Having bugs that are reproducible on your local machine is a luxury. Enterprise production apps are often void of such luxuries. Indeed, often the reason the bug gets past developers, code reviews, QA, UAT, regression, and every other quality control measure is because it is not acting in an obviously deterministic way. Two common types of such bugs are "Time Bombs" and "Ghosts".
A Time bomb works perfectly, only to explode at some point in the future because it depends on some external dependency that eventually changes. These are usually deterministic, and can be reproduced if you know what you're looking for, but it's very hard to trace the exact cause. The temptation with the time bomb is that it's working perfectly right now, and everyone is always so busy, so they move on.
Examples of time bombs are:
· Dependency on the clock – Y2K was the most famous case. Other examples include code that doesn't account for the new year (say it sorts by month, and doesn't realize that January 2012 is greater than December 2011), or storing a total milliseconds as in Int32 (and it overflows after a month).
· Growing data – Say your system logs to a database table, and it works perfect on local and even QA tests where the database is constantly refreshed. But then in 6 months (after the developers have rolled off the project and no-one even knows about the log) the log file becomes so bloated that performance slows to a crawl and all the connections timeout.
· Memory leak – Similar to the growing data.
· Service contract changes or expires – In today's interconnected systems, it is common to have external data dependencies from third parties. What if a business owner or manager forgets to renew these contracts, or the schema of the contract fails, and hence the service constantly fails.
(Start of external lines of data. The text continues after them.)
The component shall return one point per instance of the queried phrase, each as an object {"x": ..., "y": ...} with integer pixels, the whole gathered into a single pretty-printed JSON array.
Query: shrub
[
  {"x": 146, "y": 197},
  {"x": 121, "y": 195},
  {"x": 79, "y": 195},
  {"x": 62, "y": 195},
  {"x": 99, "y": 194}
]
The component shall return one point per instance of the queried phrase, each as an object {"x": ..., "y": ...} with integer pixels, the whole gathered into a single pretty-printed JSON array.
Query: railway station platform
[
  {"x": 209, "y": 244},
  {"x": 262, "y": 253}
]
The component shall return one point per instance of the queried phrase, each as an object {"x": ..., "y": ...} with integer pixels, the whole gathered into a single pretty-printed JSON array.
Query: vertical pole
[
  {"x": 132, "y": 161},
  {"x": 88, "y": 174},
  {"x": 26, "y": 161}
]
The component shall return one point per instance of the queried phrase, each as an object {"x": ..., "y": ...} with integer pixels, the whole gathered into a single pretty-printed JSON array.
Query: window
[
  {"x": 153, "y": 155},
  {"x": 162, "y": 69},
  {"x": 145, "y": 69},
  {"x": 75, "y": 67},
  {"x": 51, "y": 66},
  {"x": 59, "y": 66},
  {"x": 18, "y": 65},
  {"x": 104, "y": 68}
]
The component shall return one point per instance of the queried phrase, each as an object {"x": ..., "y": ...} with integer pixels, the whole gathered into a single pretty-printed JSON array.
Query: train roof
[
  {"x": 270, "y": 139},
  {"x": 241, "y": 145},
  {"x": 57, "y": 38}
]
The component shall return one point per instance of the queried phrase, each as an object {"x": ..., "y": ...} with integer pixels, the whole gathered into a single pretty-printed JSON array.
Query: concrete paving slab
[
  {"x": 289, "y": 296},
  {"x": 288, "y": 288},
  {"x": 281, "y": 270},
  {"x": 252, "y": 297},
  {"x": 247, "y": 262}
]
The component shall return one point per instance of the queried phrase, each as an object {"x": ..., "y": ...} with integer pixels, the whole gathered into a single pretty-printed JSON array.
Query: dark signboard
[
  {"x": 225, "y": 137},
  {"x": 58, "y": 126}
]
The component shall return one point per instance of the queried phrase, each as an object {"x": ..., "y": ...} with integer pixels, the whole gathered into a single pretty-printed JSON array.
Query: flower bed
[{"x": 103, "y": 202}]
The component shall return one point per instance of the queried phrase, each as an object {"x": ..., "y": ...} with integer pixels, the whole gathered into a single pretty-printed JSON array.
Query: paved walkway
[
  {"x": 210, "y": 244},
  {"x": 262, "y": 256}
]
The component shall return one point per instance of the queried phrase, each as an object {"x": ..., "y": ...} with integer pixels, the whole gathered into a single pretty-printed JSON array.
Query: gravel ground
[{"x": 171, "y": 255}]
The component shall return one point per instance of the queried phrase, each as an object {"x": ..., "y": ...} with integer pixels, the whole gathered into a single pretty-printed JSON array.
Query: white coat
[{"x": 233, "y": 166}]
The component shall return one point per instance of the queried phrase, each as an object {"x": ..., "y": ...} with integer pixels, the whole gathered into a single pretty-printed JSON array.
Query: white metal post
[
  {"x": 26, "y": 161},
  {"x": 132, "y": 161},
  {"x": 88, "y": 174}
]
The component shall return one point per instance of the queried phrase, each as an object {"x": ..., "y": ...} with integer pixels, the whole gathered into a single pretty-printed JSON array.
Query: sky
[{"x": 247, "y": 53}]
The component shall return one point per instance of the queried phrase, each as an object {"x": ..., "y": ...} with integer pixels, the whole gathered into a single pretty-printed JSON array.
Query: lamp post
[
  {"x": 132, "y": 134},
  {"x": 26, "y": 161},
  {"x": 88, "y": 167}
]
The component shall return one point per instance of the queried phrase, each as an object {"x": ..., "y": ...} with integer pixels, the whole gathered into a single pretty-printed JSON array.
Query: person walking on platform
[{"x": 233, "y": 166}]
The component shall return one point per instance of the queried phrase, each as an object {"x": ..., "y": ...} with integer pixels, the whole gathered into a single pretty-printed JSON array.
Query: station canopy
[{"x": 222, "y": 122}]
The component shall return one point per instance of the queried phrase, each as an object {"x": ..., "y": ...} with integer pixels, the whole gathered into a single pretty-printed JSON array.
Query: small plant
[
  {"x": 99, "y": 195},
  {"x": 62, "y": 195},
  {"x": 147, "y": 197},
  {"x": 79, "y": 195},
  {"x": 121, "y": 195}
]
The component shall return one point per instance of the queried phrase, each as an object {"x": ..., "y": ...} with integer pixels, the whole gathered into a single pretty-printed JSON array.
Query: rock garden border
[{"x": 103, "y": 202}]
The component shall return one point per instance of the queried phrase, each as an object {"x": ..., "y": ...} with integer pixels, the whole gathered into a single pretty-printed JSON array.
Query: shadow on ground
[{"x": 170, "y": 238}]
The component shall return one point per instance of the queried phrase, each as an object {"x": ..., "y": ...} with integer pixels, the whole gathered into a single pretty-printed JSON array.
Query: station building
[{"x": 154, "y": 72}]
Even worse – say you shell out to a third-party tool (with System.Diagnostics, and hide the window so there's no popup) that gives a visual EULA after such an expiration, and all you see if the process appears frozen because it's waiting for the (hidden) EULA?
· Expiring Cache – What if you store critical data in the cache on startup, but that data eventually expires without any renewal policy and the app crashes without it?
· Rare events with big impact – What if there's a annual refresh of an external data table? I've seen apps that work perfectly in prod for 8 months, processing some external file, and then unexpectedly explode because they're given an "annual refresh" file that is either too big, or has a different schema.
General ways to test for time bombs:
· Leave the app running for days on end.
· Forcibly kill the cache in the middle of running – will it recover?
· Do load testing on the database tables.
· Make sure you have archive and cleanup routines.
· Set the system clock to various values.
· Test for annual events.
Ghosts are bugs that work perfectly in every environment that you can control, but randomly show up in environments you can't. You can't reproduce them, and you don't have access to the environment, so it's ugly. Ghosts are tempting to ignore because they seem to go away. The problem is that if you can't control the ghost, then you can't control your own application, and that looks really bad to senior management. Examples of ghosts include:
· Concurrency, threading, and deadlocks – Because 99% of devs test their code as a single user stepping through the debugger, they'll almost never see concurrency issues.
· Environmental issues – For unknown reasons, the network has hiccups (limited bandwidth, so sometimes you app gets kicked out), or database occasionally runs significantly slower, causing your performance-tuned application to time out.
· Another process overwrites your data – Enterprise apps are not a closed system – there could be other services, database triggers, or batch jobs randomly interfering with your data.
· Hardware failures – What if the network is temporarily down, or the load balancer has a routing error (it was manually configured wrong during the last deploy?), or a disk is corrupt?
· Different OS or Windows updates – Sometimes devs create (and debug) on one OS version, but the app actually runs on another. This is especially common with client apps where you could create it on Windows 7 Professional, but it runs on Windows Vista. Throw in service packs and even windows updates, and there can be a lot of subtle differences.
· Load balancing – What if you have a web farm with 10 servers, and 9 work perfect, but the last one is broken (or deployed to incorrectly)? The app appears to work perfectly 90% of the time. Realistically, say it's a compound issue where the server only fails 10% of the time, then your app appears to work 99% of the time.
· Tedious logic with too many inputs – A complex HR application could have hundreds of test cases that work perfectly, but say everyone missed the obscure case that only occurs when a twice-terminated user logs in and tries to change their email address.
General ways to test for ghosts:
· Increase load and force concurrency (You can easily use a homegrown threading tool to make many web service or database calls at once, forcing a concurrency test).
· Simulate hardware failures – unplug a network cable or temporarily turn off IIS in your QA environment. Does the app recover?
· Allow developers some means for QA and Prod debug access –if you can finally reproduce that bug in prod (an nowhere else), the cheapest solution is to allow devs some means to troubleshoot it there. Perhaps they need to sit with a support specialist to use their security access, but find a way.
· Have tracers and profilers on all servers, especially web and database servers.
· Have a diagnostic check for your own app. How do you know your app is healthy? Perhaps a tool that pings every webservice (on each machine in the webfarm), or ensures each stored proc is correctly installed?